三の巻 龍神伝説の始まり
二人は目の前の龍を見るなり、慌てて羅技の後ろに隠れた。
「おいおい。お前達は姫君を守る従者であろう。その恰好はまるで真逆だなあ。ははは」
赤龍は可笑しくて思わず吹き出し、大笑いした。
「この御人は龍王の皇子殿で赤龍殿である。我と共に阿修の者どもを里より追い払い、我は保繁一人の首を刎ねて父上や幸姫と里の武人達の仇をとる! 赤龍殿。我の心と身体をそなたに差し出そう! 我は約束を違えぬ」
赤龍は嬉しそうにゆっくりと頷いた。
「姫様、とんでも御座いません。相手は龍ですぞ? 御身を大事になさいませ」
と重使主が言うと、
「仇打ちは何れ期を見て、我らで打ちましょう。心と身体を差し出すとは、まるで人柱ではありませぬか」
と中根も続けた。
羅技は二人の手を振り払い、
「我は人柱などではない。父上達の仇は我等だけでは打てぬ。こいつは良き龍じゃ。我達は龍神守の里人である。里は龍神に守られて来た! 龍神守の羅技は龍の妃になるのも良いと思わぬか」
と主張すると、赤龍は大声で笑った。
「こいつ呼ばわりされたのは初めてだ! そなたの願いを叶えてやろう! しかし、余は天と龍族との理が在り、我が手で人を殺める事は出来ぬ。

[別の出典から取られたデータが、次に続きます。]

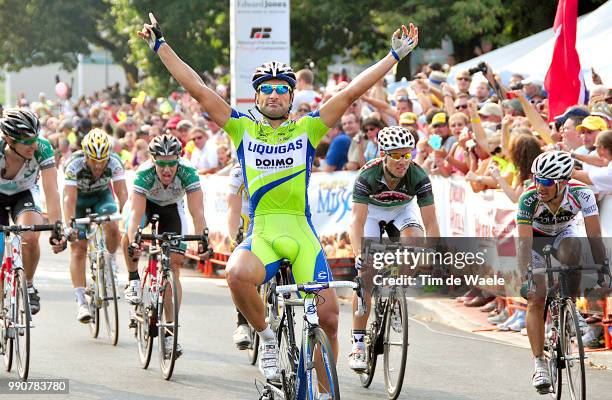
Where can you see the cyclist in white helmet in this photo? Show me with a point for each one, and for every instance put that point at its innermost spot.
(390, 188)
(547, 210)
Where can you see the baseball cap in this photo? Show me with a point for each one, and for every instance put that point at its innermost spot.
(593, 123)
(438, 119)
(408, 118)
(489, 109)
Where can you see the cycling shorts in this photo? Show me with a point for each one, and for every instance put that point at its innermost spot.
(28, 200)
(274, 237)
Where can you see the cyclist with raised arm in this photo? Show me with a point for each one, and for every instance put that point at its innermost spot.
(24, 157)
(276, 156)
(548, 210)
(238, 217)
(159, 188)
(392, 189)
(91, 177)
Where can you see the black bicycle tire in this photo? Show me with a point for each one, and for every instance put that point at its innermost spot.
(367, 377)
(393, 392)
(570, 309)
(7, 358)
(145, 345)
(110, 301)
(168, 369)
(23, 362)
(317, 335)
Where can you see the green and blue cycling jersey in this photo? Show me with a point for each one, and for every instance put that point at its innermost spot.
(276, 165)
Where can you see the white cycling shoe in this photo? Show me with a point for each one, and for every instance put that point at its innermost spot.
(83, 313)
(357, 360)
(268, 361)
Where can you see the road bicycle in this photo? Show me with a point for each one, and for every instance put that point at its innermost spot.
(563, 347)
(15, 315)
(307, 371)
(101, 293)
(157, 315)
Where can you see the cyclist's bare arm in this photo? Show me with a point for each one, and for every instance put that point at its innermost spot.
(120, 189)
(234, 206)
(593, 230)
(49, 180)
(212, 103)
(195, 200)
(139, 204)
(70, 198)
(360, 214)
(525, 244)
(333, 109)
(428, 213)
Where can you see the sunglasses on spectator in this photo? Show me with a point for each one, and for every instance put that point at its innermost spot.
(399, 156)
(166, 163)
(544, 181)
(27, 142)
(268, 89)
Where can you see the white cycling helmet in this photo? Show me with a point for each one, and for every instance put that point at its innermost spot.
(395, 137)
(553, 164)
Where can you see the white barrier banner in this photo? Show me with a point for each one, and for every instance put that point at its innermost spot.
(259, 32)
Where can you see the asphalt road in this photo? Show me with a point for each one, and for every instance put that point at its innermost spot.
(443, 363)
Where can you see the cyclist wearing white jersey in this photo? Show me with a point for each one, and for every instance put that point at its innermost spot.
(24, 156)
(91, 177)
(276, 156)
(389, 189)
(548, 210)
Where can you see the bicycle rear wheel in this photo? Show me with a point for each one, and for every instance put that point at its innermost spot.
(109, 301)
(7, 342)
(145, 325)
(168, 324)
(321, 378)
(22, 326)
(372, 340)
(573, 351)
(395, 343)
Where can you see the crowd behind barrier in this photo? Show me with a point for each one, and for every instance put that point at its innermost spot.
(472, 136)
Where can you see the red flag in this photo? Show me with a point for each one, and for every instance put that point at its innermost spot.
(564, 82)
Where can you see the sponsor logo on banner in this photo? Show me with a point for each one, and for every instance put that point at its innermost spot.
(260, 33)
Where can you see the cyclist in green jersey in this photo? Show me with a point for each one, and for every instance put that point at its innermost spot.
(390, 189)
(87, 186)
(547, 211)
(276, 156)
(24, 158)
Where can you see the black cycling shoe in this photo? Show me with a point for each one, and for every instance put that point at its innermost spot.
(34, 299)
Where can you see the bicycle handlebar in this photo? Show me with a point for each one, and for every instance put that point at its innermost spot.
(95, 219)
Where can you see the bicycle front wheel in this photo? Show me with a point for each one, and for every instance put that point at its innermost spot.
(108, 294)
(167, 324)
(22, 326)
(322, 378)
(7, 342)
(573, 351)
(395, 343)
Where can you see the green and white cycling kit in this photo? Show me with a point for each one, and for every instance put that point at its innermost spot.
(398, 206)
(166, 201)
(276, 164)
(21, 192)
(561, 224)
(94, 194)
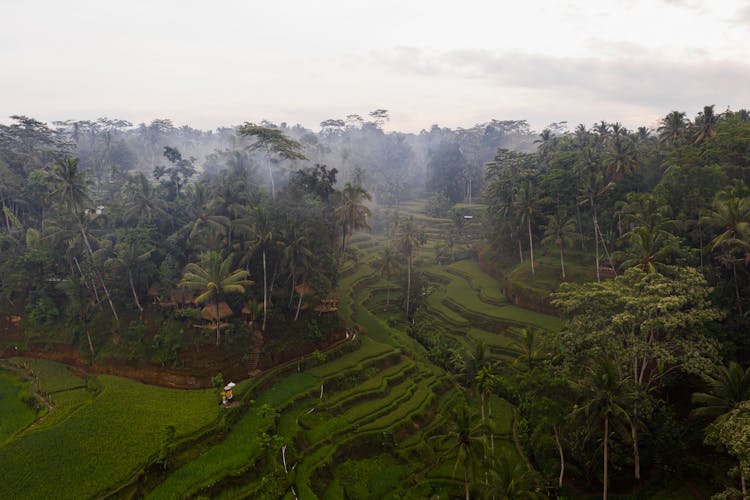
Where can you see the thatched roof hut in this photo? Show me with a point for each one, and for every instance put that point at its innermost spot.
(209, 312)
(327, 305)
(304, 289)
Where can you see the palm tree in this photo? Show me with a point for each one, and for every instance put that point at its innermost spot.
(605, 397)
(128, 255)
(408, 240)
(201, 215)
(526, 202)
(295, 256)
(77, 231)
(593, 188)
(620, 156)
(258, 233)
(388, 266)
(80, 302)
(465, 441)
(705, 124)
(70, 186)
(352, 213)
(141, 200)
(214, 277)
(673, 129)
(527, 347)
(560, 231)
(729, 387)
(731, 214)
(648, 249)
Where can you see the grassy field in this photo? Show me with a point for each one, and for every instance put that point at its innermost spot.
(368, 436)
(103, 442)
(15, 414)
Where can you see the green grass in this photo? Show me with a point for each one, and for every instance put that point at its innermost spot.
(103, 443)
(241, 445)
(49, 376)
(15, 415)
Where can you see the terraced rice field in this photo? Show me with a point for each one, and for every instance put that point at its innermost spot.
(360, 424)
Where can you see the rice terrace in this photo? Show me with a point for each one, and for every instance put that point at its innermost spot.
(375, 250)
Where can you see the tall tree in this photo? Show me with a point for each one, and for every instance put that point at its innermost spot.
(408, 240)
(605, 397)
(275, 143)
(560, 231)
(214, 277)
(352, 213)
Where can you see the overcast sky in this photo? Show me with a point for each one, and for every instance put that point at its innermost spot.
(210, 64)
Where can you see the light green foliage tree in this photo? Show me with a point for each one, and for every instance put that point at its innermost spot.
(650, 323)
(727, 388)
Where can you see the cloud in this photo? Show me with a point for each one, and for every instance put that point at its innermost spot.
(742, 16)
(617, 77)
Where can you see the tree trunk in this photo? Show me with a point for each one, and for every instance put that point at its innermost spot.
(482, 399)
(636, 449)
(562, 264)
(218, 321)
(88, 335)
(596, 244)
(291, 294)
(466, 480)
(101, 279)
(736, 289)
(299, 305)
(408, 285)
(562, 457)
(5, 214)
(531, 245)
(135, 296)
(606, 454)
(270, 175)
(265, 293)
(343, 241)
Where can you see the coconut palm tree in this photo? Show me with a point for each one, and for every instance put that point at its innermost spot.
(605, 397)
(560, 231)
(128, 255)
(352, 213)
(648, 249)
(388, 265)
(256, 227)
(673, 129)
(731, 215)
(295, 255)
(526, 202)
(465, 441)
(726, 389)
(70, 187)
(142, 201)
(214, 278)
(705, 124)
(408, 240)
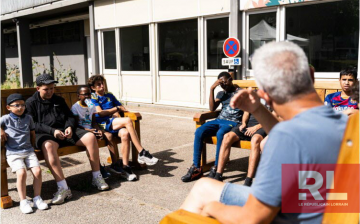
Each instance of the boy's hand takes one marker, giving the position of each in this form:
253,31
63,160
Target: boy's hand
68,132
3,136
242,126
251,131
59,134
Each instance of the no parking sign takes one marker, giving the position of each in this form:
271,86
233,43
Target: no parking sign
231,47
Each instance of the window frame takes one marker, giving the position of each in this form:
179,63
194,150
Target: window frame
178,73
212,72
105,70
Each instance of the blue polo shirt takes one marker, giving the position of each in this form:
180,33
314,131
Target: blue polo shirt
106,102
18,133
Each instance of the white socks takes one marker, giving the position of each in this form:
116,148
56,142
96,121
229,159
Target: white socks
96,174
62,184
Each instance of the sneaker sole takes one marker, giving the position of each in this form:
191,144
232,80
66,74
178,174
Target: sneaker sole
114,171
101,189
60,202
147,163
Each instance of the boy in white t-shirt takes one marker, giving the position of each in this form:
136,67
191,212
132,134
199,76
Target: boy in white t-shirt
84,112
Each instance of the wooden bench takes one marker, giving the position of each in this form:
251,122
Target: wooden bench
349,154
69,93
323,88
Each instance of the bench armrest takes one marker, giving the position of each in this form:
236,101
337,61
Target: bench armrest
202,117
185,217
135,116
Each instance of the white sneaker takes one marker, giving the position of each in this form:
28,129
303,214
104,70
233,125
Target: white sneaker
40,204
25,207
100,183
148,159
128,174
61,195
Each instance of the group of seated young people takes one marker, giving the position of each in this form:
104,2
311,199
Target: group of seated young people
309,133
287,93
46,122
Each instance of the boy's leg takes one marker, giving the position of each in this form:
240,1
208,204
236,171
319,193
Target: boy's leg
49,149
36,171
125,145
225,127
21,183
112,146
125,122
254,154
204,191
89,141
224,155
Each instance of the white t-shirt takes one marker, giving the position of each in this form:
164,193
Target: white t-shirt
84,114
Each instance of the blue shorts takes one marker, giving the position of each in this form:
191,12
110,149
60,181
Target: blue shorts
234,194
108,127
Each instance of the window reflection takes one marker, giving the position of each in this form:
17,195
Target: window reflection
178,46
328,33
262,30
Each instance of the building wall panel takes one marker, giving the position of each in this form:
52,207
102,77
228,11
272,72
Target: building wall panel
136,88
180,88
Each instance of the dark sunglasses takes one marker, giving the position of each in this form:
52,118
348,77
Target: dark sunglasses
18,105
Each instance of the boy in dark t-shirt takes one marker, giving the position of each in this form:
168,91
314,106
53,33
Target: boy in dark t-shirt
342,101
107,106
227,119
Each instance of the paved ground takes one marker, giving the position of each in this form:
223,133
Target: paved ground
168,134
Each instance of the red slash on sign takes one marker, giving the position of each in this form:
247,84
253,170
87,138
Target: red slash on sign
231,47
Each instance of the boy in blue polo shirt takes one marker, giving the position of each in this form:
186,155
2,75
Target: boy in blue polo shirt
18,130
106,107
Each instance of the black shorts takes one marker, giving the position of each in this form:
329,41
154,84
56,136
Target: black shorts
77,134
244,137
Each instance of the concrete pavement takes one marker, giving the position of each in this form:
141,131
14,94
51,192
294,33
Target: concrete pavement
168,134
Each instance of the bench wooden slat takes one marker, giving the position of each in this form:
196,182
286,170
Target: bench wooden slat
184,217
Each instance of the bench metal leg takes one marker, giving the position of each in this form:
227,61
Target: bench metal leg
6,201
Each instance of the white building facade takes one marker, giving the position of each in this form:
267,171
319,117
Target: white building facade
168,52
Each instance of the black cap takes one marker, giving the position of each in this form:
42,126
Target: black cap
45,79
13,97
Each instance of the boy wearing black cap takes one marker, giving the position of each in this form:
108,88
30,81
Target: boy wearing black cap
17,129
55,127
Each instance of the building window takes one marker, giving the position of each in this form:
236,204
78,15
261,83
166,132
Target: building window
217,30
328,33
10,40
63,33
178,46
38,36
109,49
262,30
134,42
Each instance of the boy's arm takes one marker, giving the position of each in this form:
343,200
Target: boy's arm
32,138
39,127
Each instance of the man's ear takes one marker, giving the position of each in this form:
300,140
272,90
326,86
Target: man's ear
262,94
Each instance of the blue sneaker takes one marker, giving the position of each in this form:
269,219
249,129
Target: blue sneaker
104,172
117,167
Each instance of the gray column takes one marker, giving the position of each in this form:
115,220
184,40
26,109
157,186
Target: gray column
24,49
93,41
235,30
3,58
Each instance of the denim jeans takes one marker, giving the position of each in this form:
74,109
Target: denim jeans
234,194
216,127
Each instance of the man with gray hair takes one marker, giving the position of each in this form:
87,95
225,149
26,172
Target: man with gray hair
308,135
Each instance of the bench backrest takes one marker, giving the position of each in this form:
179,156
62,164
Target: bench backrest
69,93
323,88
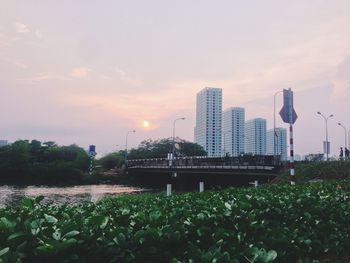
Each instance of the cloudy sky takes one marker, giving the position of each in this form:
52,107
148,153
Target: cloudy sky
87,71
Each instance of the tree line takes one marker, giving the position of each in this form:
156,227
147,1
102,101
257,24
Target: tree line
24,162
153,149
36,162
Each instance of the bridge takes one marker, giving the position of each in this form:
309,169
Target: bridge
214,170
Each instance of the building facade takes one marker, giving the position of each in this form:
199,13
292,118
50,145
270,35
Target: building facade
255,136
3,143
208,130
233,131
281,143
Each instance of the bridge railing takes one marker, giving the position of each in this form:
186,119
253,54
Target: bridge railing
246,160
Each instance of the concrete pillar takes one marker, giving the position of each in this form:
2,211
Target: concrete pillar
168,190
201,187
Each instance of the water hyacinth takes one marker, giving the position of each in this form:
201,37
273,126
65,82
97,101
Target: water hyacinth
306,223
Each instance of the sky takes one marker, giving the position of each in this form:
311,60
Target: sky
86,72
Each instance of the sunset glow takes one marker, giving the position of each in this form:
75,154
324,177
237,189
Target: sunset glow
146,124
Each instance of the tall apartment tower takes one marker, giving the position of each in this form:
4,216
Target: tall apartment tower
255,136
208,129
3,143
233,131
281,143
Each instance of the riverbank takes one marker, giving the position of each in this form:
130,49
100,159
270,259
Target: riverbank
278,223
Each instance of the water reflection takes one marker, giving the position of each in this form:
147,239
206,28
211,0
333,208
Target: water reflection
11,195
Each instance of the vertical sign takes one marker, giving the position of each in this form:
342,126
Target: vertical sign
92,154
289,116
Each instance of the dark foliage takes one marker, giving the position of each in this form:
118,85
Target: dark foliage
35,162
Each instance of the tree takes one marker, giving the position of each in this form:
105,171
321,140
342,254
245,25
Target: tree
161,147
112,160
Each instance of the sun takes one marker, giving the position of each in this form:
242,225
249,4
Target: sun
146,124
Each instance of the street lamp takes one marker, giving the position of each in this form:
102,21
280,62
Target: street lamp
126,144
274,122
345,134
225,140
326,120
173,144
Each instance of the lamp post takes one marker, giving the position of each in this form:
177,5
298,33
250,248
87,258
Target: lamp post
326,120
126,145
345,134
173,144
225,140
274,122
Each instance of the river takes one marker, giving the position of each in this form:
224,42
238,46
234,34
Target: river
11,195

お前は人である。自らの手で父上達の仇を討つが良い。そこの二人は如何する? ここに残るか? それとも余と一緒に主の羅技姫と仇を取りに行くか決めよ」
重使主と仲根は赤龍に畏まり、深く頭を下げた。
「是非に! 我等をお連れ下さい」
赤龍は赤い光を放つと二人を身体の中に取り込んだ。その有様に羅技は驚き、赤龍に問いただした。
「重使主と仲根はどうなったのだ?」
「余の身体の中に留めただけじゃ。そなたを背に乗せるのは良いが、男を乗せるのは余の趣味ではない。それに三人も背に乗せられぬ。敵打ちを済ませたら出してやる。さあ羅技姫。余の妃よ! 背に乗れ!」
羅技は足元に落ちている二つに割れた自分の剣を拾い、大事そうに抱えると涙を流した。
「大事な剣であったか……。すまぬことをした」
「これは十三歳になった時に父上から頂いた剣じゃ。剣が無くて仇は打てぬ」
「その剣を余に渡せ、悪いようにしない」
赤龍に剣を差し出すと、息を吹きかけて羅技の手より消した。